Apparently the news hadn’t reached him, George thought. The students and postdocs were afraid of Jake and didn’t talk to him if they could avoid it. “Well,” he began, “in most ways it’s a normal collision. The Fermi motions of both interacting quarks must have boosted the collision energy a bit, but otherwise it’s very much like our other central collisions, except for one thing. There’s an extra particle coming from the vertex. A most unusual extra particle.”
“Unusual?” Jake said. George noticed that the brightness of his brown eyes seemed to intensify. He was interested. “Exactly what kind of unusual particle, George?”
George gestured with the remote’s right arm and metal hand. “First, it’s not a Higgs, Jake,” he said quickly and watched as the brightness faded. “It’s not any particle that you could hang a theorist’s label on. It came straight out of the vertex, leaving a huge ionization trail but not a trace of any deflection in the magnetic field. It made a new jet every few millimeters, twenty-nine jets in all, and all of them pointing roughly forward in the momentum direction of the particle. But the inner time-of-flight system claims the thing was only moving at about 2 percent of the speed of light when it went by. It has to be massive as hell.”
“Couldn’t you get its mass from the missing energy?” Jake asked.
George shook his head, hearing the remote’s motors whirr as he did so. “No missing energy, Jake. The event conserves energy and momentum only when the extra particle is removed from the analysis.”
Jake stared in George’s direction for a moment, then broke into a peal of ironic laughter. “You mean…” he said, then stopped to laugh again. “You mean that you’ve not only discovered a new particle of great mass, George, but you’ve also discovered a violation of energy conservation! And momentum conservation, too, no doubt!” He lapsed into laughter again, stopped abruptly to frown at George, then turned on the Stare.
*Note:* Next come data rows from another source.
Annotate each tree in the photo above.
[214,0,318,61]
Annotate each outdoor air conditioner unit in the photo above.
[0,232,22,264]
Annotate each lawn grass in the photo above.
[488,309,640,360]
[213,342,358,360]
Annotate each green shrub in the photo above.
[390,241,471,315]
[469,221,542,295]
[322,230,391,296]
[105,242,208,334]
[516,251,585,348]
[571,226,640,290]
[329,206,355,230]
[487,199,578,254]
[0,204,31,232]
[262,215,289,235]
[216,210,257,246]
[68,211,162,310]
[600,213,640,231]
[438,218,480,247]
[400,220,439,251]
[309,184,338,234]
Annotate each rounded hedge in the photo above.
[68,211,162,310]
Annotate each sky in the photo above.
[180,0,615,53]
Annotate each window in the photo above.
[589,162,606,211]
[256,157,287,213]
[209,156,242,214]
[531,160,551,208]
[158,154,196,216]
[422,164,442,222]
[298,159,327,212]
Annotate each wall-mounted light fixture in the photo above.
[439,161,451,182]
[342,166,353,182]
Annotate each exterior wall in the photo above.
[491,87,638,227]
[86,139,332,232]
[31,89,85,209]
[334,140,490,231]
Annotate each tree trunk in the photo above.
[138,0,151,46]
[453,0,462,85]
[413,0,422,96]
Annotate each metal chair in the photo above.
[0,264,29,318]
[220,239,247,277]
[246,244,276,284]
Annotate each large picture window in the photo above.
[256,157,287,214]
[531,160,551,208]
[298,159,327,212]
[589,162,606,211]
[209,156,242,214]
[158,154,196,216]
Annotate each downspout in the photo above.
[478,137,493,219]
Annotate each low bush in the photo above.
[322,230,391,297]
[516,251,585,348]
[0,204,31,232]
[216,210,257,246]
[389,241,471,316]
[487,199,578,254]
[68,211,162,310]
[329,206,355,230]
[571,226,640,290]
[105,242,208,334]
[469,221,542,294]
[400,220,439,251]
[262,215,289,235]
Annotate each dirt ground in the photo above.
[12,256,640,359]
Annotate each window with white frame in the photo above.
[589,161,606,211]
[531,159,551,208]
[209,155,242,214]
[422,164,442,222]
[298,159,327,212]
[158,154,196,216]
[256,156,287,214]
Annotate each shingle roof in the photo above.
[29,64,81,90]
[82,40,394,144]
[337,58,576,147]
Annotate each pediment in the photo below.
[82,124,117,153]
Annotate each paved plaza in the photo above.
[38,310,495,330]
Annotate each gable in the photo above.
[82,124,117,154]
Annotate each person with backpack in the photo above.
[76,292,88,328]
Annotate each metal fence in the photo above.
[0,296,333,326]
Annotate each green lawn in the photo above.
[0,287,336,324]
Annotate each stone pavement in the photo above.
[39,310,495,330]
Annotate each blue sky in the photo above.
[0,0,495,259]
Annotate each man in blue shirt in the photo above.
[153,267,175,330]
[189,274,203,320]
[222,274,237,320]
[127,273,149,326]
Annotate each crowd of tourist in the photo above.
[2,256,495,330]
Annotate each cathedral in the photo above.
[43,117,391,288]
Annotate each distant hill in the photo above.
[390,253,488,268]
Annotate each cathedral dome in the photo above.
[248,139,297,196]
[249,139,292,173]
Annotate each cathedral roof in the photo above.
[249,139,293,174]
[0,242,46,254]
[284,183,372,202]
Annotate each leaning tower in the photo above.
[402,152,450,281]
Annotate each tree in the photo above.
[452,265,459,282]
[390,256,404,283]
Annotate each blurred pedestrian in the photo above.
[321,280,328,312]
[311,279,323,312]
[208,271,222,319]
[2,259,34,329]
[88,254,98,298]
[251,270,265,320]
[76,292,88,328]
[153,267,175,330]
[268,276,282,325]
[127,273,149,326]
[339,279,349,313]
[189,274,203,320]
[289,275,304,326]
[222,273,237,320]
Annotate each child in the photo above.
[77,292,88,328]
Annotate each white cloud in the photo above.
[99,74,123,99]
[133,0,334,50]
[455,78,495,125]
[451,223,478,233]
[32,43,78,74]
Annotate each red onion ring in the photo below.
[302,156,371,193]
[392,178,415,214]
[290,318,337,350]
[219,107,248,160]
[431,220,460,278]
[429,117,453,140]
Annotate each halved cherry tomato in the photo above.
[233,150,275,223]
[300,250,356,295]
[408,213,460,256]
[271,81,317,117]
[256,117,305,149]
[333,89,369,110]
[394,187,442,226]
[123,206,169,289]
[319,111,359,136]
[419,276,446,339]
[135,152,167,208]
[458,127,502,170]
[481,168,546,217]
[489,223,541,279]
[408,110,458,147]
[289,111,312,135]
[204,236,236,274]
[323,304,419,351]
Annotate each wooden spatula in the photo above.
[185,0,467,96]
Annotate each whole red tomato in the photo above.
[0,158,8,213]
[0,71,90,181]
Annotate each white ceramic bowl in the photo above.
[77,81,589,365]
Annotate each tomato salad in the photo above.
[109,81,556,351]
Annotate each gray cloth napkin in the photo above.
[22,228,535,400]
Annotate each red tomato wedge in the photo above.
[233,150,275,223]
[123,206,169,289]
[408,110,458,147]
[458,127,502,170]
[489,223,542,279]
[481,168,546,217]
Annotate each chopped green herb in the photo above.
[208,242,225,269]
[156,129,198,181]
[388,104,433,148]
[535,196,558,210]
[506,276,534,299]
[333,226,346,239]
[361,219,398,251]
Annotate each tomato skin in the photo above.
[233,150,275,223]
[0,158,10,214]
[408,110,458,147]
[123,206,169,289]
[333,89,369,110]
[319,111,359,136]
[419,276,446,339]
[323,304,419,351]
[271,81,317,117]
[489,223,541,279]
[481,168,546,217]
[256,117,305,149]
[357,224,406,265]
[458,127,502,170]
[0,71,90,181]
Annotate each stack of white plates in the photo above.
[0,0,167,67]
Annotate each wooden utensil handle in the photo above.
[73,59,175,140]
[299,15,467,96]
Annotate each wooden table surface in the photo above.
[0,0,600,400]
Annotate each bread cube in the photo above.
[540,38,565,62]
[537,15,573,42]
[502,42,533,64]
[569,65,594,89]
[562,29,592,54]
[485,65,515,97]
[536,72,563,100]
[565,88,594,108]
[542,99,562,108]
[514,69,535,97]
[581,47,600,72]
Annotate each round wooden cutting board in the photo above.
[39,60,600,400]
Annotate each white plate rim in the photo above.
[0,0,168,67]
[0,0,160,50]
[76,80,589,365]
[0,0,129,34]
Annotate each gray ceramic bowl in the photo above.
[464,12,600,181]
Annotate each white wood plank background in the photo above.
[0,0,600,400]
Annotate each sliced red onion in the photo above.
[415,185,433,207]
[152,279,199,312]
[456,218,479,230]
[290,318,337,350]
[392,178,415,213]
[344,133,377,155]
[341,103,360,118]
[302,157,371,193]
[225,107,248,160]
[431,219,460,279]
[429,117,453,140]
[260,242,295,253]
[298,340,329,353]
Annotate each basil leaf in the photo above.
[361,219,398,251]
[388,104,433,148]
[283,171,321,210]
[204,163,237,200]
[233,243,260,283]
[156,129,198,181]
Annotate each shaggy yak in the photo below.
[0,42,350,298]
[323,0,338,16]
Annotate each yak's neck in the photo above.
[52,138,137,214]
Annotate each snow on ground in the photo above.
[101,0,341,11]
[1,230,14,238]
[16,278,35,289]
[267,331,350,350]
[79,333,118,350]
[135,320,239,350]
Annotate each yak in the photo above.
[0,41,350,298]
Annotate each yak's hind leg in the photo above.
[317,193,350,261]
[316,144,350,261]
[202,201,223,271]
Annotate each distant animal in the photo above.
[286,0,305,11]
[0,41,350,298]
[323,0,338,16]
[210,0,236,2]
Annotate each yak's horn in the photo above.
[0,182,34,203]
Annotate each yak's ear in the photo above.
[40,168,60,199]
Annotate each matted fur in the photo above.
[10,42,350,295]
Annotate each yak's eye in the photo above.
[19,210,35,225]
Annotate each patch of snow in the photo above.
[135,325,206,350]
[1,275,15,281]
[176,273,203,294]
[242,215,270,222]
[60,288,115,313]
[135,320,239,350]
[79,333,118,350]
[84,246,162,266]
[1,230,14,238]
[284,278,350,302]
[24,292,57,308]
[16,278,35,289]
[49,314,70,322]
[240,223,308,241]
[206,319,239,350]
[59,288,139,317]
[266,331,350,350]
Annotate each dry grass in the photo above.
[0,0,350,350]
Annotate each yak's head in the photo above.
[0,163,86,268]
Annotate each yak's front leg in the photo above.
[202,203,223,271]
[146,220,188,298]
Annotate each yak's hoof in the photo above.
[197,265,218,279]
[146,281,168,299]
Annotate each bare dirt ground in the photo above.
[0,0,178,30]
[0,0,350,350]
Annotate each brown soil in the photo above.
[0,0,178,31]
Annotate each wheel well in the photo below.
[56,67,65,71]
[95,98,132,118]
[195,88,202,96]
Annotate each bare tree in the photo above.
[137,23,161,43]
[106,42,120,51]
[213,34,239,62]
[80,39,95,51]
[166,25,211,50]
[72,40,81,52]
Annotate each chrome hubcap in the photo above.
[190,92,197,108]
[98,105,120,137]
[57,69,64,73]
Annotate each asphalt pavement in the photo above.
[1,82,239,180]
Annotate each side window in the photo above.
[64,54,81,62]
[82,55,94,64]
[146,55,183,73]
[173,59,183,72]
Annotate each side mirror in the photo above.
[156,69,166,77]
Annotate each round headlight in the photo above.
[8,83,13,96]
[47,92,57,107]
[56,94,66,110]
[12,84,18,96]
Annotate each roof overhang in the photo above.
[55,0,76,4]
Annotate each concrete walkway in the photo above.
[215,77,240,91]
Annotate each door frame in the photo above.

Then, quite abruptly, the Stare was transformed into a broad smile. “We shall call a press conference immediately to announce your great discovery, George. We must give a name to this remarkable new particle of yours. I know! We’ll name it after you! We’ll announce to the assembled multitudes of reporters that you’ve discovered the” — he broke into laughter again — “… the George-on! Or wait! Perhaps it’s neutral. We could call it the George-ino!”